PUESC – czym jest tajemniczy system?


Źródło: puesc.gov.pl
Źródło: puesc.gov.pl

PUESC – choć jego nazwa brzmi obcojęzycznie i tajemniczo, to rozwijamy go jako Platforma Usług Elektronicznych Skarbowo-Celnych  i jest to polskie narzędzie. Jego zadanie, to usprawnienie działania Służby Celnej i związanych z nią procedur. Jak działa system i czy naprawdę ułatwia życie przedsiębiorcom? Postaramy się odpowiedzieć na to pytanie.

Czas na e-Cło!

Służba Celna jest jedną z tych, które najmocniej stawiają na uproszczenia i informatyzację procedur związanych z eksportem i importem produktów i towarów, oraz ocleniem ich. Dotychczasowa biurokracja powodowała problemy w funkcjonowaniu firm przewozowych, skupienie się na wypełnianiu ton dokumentów, a co za tym idzie, te traciły moc przerobową i ogromne pieniądze. Urzędnicy poszli jednak po rozum do głowy i zaproponowali rozwiązania, które ułatwiają i uproszczają cały system. Wtedy zrodziło się e-Cło i PUESC.

PUESC, czyli uproszczenie

W systemie jest wszystko. Koordynuje on wnioski, nadaje dokumentom ciąg proceduralny, wydaje decyzje i zbiera dane – oczywiście, każda część pod uważną kontrolą urzędnika. W teorii wszystko wygląda wspaniale, a Służba Celna chwali się tym, że Polska jest na pierwszym miejscu w Unii Europejskiej pod względem uproszczenia procedur celnych, oraz spowodowania obniżenia kosztów funkcjonowania przedsiębiorstw. Do ocenienia tej tezy przejdziemy później. Najpierw przybliżmy działanie systemu PUESC.

Zasady panujące w PUESC

Zaznaczmy, że program jest częścią całego projektu e-Cło. Każdy zainteresowany obywatel może mieć konto w systemie. Dzięki niemu koordynuje i korzysta z usług takich jak pobór należności celnych, akcyzy, podatku od gier, oraz sprawdza obrót towarowy. Wszystko w jednym. Siedząc przy komputerze możemy dbać o funkcjonowanie i każdy etap eksportu, importu, oraz obrotu towarami.

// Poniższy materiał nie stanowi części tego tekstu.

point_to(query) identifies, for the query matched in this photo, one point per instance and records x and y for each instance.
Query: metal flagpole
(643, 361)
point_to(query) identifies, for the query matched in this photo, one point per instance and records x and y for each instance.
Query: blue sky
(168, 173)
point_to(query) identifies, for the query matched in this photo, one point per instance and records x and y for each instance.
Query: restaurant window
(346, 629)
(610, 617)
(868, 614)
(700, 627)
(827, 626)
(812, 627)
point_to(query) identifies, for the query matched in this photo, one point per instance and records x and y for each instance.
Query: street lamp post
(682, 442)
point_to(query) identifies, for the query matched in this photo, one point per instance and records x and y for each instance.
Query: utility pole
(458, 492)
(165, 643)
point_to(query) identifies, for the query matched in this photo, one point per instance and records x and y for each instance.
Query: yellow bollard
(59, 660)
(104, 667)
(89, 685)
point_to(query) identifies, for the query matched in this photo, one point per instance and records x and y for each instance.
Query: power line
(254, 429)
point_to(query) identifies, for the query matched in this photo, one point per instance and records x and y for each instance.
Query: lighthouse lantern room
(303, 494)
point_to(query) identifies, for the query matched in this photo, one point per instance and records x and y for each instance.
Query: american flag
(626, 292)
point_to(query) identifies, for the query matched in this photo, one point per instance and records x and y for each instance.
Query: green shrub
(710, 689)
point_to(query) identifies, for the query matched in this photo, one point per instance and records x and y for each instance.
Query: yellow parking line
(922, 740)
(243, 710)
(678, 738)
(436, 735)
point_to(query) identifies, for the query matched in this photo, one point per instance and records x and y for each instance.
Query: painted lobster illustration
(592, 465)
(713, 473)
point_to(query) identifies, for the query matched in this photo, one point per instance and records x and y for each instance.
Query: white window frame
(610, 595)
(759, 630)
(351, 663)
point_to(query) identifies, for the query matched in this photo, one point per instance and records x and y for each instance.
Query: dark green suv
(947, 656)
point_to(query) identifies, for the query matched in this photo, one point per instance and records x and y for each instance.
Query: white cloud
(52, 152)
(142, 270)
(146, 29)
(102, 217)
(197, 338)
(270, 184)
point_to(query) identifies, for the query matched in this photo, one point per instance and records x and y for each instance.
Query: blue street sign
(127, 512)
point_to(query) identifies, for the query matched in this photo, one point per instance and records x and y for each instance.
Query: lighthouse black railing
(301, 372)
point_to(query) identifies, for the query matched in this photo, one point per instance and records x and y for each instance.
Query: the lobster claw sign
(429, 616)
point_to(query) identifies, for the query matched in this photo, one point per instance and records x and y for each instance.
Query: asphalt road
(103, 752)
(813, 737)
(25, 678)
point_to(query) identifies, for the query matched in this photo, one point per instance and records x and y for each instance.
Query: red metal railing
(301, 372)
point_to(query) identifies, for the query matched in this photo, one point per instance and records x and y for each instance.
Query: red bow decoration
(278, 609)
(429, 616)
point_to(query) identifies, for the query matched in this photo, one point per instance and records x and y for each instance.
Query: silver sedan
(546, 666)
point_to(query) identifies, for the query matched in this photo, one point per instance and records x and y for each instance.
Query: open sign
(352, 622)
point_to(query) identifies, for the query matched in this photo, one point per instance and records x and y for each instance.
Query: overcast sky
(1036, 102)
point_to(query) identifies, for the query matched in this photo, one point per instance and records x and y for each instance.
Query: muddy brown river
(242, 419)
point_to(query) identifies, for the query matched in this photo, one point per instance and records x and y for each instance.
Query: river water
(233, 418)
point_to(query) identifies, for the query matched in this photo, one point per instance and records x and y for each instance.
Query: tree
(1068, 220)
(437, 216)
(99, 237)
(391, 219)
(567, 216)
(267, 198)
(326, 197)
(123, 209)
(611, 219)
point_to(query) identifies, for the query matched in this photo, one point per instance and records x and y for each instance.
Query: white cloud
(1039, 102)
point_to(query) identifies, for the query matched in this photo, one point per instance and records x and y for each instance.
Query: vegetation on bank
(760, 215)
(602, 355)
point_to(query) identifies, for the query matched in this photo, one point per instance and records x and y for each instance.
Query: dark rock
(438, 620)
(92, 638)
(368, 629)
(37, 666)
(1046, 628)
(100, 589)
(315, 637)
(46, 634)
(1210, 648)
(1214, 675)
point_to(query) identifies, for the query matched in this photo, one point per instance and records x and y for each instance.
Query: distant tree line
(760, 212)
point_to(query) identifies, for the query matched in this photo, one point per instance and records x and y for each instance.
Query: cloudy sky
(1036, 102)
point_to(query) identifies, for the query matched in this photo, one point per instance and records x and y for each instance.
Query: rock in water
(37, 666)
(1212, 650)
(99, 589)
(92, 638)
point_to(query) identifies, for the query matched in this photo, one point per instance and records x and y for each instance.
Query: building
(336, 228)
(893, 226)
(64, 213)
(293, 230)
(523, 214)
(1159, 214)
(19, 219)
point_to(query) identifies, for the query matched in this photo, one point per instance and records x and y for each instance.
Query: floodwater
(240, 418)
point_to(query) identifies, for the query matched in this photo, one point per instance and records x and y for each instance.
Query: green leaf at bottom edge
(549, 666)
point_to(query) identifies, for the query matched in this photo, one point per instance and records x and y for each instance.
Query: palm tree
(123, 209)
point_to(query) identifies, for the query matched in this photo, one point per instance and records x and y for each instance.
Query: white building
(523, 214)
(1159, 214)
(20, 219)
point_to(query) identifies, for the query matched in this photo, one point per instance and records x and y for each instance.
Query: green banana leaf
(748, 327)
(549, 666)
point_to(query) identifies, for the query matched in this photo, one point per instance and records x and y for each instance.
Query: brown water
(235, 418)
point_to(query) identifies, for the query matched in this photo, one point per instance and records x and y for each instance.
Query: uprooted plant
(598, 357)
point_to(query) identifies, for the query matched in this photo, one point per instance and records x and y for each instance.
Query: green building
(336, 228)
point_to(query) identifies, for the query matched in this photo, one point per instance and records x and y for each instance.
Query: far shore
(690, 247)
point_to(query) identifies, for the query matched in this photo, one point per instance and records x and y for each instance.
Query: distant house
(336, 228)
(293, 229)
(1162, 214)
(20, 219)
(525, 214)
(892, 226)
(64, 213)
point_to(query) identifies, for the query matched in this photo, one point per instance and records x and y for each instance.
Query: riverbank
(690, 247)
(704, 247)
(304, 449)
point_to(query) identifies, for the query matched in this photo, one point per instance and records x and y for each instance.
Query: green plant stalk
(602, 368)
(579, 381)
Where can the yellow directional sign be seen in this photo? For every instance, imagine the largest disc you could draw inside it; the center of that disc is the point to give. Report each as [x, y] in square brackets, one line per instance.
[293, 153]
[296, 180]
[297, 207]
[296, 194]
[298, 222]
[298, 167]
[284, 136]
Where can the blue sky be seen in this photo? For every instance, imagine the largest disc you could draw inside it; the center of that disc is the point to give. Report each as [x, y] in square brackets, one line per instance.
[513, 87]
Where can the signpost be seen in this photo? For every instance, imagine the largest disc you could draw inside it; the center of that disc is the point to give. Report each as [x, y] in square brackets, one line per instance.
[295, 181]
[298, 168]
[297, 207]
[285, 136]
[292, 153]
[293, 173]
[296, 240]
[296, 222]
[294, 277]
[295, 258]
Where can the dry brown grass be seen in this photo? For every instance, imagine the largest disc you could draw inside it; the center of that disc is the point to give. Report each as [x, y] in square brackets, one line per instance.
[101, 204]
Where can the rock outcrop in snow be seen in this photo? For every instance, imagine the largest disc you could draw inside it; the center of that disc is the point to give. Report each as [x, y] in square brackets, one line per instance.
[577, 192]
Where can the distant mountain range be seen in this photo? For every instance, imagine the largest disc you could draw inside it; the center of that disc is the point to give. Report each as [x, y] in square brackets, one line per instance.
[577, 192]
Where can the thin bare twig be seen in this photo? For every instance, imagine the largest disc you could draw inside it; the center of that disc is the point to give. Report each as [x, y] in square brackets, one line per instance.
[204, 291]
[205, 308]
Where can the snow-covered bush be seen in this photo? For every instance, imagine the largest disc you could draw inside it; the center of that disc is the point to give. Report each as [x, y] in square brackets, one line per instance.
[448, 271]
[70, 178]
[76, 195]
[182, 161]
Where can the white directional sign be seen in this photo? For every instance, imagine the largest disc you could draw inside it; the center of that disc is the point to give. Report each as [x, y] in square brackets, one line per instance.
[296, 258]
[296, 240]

Dzięki połączeniu z bazą celników, nasze wnioski i petycje rozpatrywane są elektronicznie. Ma to skrócić czas oczekiwania na decyzje, oraz uprościć przyjmowanie dokumentów.

W teorii jest pięknie…

… w praktyce bywa różnie. PUESC został odebrany przez przedsiębiorców chłodno. Oczywiście, większość chwali chęć cyfryzacji ważnej gałęzi gospodarki. Opinie o działaniu systemu nie są jednak pozytywne.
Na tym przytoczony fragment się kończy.